Yonsei Medical Journal 1969;10(2):125-138
An investigation of extrapulmonary oxygenation was made in dogs, rabbits and, finally, in a case of Tetralogy of Fallot using an intestinal perfusion of hydrogen peroxide (H2O2). For a single administration, 0.4 per cent H2O2 can be given safely by enema, in doses of 10ml./Kg. of body weight, this would give maximum oxygenation in both the portal vein and inferior vena cava without the formation of gas emboli. Concentrations higher than this caused gas bubbles in the portal vein. For serial administrations, 0.2 per cent H2O2 can be given by enema exchanging the intestinal contents at 10 to 15 minutes intervals. When given concomitantly with human whole blood, 1.0ml./Kg. of body weight, there is a prolonged higher oxygenation in the portal vein, inferior vena cava and femoral artery. This concentation of H2O2 would not cause gas emboli in the portal vein. Although extrapulmonary oxygenation is possible by giving oxygen by enema, this method would cause too much abdominal distension. In experiments of death by suffocation, the group given H2O2 had doubled the duration of E.K.G. activity when compared with controls.

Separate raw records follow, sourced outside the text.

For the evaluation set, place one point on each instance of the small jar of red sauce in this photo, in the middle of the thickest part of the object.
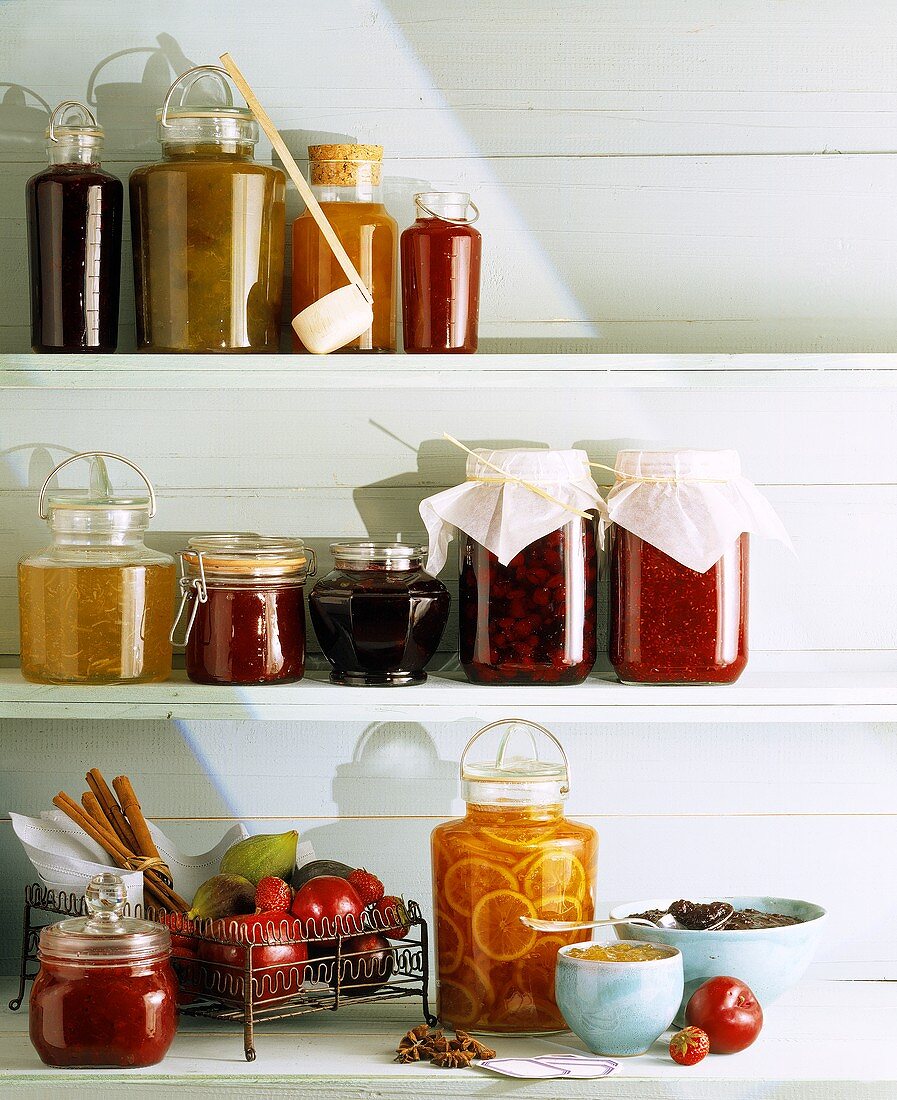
(379, 617)
(106, 993)
(679, 565)
(440, 275)
(247, 608)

One patient with Tetralogy of Fallot, confirmed by clinical findings, X-ray studies, E.K.G. and cardiac catheterization, who was not suitable for cardiac surgery because of low mentality, was selected for this study. 0.2 per cent H2O2, 10ml. per Kg. of body weight by enema, exchanging intestinal contents at 30 minutes intervals, resulted in a marked elevation of the pO2 in the venous blood and in the inferior vena cava. There was a disappearance of finger tip and toe tip cyanosis and flushing of the soles and palms was noted during the procedure.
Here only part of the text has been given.